# מדי



## TalomedIvrit

What is the difference in meaning and usage between the following:

השמלה קצרה מדי   

השמלה יותר מדי קצרה


----------



## ystab

Well, I don't see a difference. Maybe the latter is a bit of lower register. The both say that the dress is too short, or literally "shorter than enough/short more than enough." In Hebrew, there is no comparative form per se, and you can either use the adjective alone, or the adjective plus the word יותר (more). For example, אחי גבוה מאחותי or אחי גבוה יותר מאחותי. The same applies here.

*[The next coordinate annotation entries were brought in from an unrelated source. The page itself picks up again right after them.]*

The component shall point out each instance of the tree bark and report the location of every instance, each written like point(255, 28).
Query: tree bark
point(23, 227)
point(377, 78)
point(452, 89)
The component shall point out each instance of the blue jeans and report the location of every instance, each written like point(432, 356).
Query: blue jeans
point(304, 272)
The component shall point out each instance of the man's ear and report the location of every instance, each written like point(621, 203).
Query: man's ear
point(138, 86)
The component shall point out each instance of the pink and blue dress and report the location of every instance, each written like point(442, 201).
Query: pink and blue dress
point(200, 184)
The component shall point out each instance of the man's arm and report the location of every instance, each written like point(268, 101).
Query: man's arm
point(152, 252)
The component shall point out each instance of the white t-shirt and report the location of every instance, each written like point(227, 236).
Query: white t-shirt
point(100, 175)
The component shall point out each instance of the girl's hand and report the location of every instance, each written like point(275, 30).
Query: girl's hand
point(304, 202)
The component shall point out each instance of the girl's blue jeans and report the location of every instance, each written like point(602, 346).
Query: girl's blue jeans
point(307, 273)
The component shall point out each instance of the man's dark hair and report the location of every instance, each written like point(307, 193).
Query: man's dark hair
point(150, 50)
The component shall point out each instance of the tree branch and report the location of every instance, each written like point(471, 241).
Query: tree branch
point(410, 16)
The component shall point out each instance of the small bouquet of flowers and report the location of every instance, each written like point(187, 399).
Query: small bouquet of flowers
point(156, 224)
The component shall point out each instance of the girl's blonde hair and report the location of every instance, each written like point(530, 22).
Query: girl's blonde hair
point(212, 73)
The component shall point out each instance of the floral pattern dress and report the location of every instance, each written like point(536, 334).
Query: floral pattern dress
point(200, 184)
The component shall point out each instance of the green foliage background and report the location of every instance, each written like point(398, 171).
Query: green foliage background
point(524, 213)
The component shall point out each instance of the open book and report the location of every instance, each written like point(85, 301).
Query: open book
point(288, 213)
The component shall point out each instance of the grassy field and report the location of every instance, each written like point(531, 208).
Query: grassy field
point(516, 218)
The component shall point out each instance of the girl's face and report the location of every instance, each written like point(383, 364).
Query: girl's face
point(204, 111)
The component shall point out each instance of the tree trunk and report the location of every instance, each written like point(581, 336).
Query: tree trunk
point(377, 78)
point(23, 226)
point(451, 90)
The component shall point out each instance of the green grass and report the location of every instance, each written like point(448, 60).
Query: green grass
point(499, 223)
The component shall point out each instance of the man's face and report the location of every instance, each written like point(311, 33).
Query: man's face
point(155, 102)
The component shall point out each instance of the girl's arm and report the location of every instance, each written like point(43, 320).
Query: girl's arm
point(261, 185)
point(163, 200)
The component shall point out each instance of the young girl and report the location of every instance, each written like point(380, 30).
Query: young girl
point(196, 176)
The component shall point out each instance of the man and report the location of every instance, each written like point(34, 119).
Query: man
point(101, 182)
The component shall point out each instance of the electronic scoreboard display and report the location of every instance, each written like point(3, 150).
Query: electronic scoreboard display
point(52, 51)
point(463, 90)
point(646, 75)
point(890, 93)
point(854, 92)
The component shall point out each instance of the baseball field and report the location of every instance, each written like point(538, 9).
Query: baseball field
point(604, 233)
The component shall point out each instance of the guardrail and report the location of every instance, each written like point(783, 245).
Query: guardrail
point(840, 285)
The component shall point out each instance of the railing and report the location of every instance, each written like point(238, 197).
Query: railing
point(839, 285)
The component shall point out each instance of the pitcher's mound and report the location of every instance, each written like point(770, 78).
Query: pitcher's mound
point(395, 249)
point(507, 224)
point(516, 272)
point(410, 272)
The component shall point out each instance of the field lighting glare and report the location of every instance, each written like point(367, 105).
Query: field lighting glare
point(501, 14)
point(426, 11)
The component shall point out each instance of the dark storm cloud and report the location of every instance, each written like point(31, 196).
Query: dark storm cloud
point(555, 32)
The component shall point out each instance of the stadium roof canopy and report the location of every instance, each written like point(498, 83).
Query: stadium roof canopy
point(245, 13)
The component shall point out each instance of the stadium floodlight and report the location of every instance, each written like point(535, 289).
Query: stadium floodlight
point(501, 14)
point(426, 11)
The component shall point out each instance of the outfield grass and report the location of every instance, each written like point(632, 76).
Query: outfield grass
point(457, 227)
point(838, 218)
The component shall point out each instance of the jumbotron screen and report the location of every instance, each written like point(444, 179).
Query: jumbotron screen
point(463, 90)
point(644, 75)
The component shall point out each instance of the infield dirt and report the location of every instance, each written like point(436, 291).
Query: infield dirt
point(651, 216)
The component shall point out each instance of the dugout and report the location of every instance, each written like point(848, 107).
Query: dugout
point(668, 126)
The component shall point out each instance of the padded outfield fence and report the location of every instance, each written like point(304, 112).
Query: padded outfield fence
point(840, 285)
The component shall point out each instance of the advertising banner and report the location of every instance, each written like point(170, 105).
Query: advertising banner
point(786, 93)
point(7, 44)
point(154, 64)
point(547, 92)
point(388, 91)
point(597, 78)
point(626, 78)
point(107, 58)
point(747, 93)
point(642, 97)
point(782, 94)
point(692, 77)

When can יותר מדי fit better? If, for example, I want to say that the dress is way too short, I will use השמלה קצרה הרבה יותר מדי.


----------



## sawyeric1

So you're saying they're (מדי vs. יותר מדי) completely interchangeable, right? 
Then is one used more often than the other? If you had to give percentages for how much each one is used, what would you say?


----------



## TalomedIvrit

השמלה קצרה מדי


השמלה יותר מדי קצרה


Can the word order be reversed in either of these sentences?  That is, can one say either of the following:


השמלה מדי קצרה


השמלה יותר קצרה מדי


Of the four possibilities, which are the most common in spoken language?


----------



## bazq

השמלה קצרה מדי
השמלה יותר מדי קצרה
השמלה קצרה יותר מדי
These 3 are the most common.

השמלה מדי קצרה can be heard, especially when מדי is stressed ("the dress is TOO short"). Personally, I don't like it, it sounds bad. Either way, it's the least used form.

השמלה יותר קצרה מדי is ungrammatical.


----------



## sawyeric1

Is it the same with verbs? 

This is from Pimsleur:

?אולי אתה עובד יותר מדי
Maybe you’re working too much?

So you could also say "?אולי אתה עובד מדי"?


----------



## shalom00

No.


----------



## amikama

?אולי אתה עובד יותר מדי 
?אולי אתה עובד מדי


----------



## sawyeric1

Google Translate says that "יותר מדי" can mean "too much", but can just מדי by itself - as in "זה מדי" (That's too much)?

The logic behind these words is confusing, because how does it add anything to put יותר if מדי by itself already expresses "too / more than enough"? - then you get "more too / more more than enough", which are weird things to say


----------



## oopqoo

Since מדי means "too" in this sense what you're saying is literally:
אולי אתה עובד מדי?
Maybe you work too?
And mind you, the "too" here is of course the "too" that makes adjectives superlative, not the "too" that means "as well". So you are missing a word here.
I'm pretty sure the word מדי is literally מ+די which means "than enough". So יותר מדי is literally "more than enough" - but idiomatically it's "too much". So just think of the literal meaning and how it wouldn't fit your sentence:
אולי אתה עובד יותר מדי?
Maybe you work than enough?


----------



## Drink

oopqoo said:


> Since מדי means "too" in this sense what you're saying is literally:
> אולי אתה עובד מדי?
> Maybe you work too?
> And mind you, the "too" here is of course the "too" that makes adjectives superlative, not the "too" that means "as well".



You can't use the word "too" like this in English. "Too" in this sense must be followed by an adjective or adverb. In this case, you have to say "too much".


----------



## oopqoo

Yes that's what I'm trying to show - that the resultant sentence is erroneous both in English and in Hebrew.


----------



## Drink

Oh sorry I misunderstood.


----------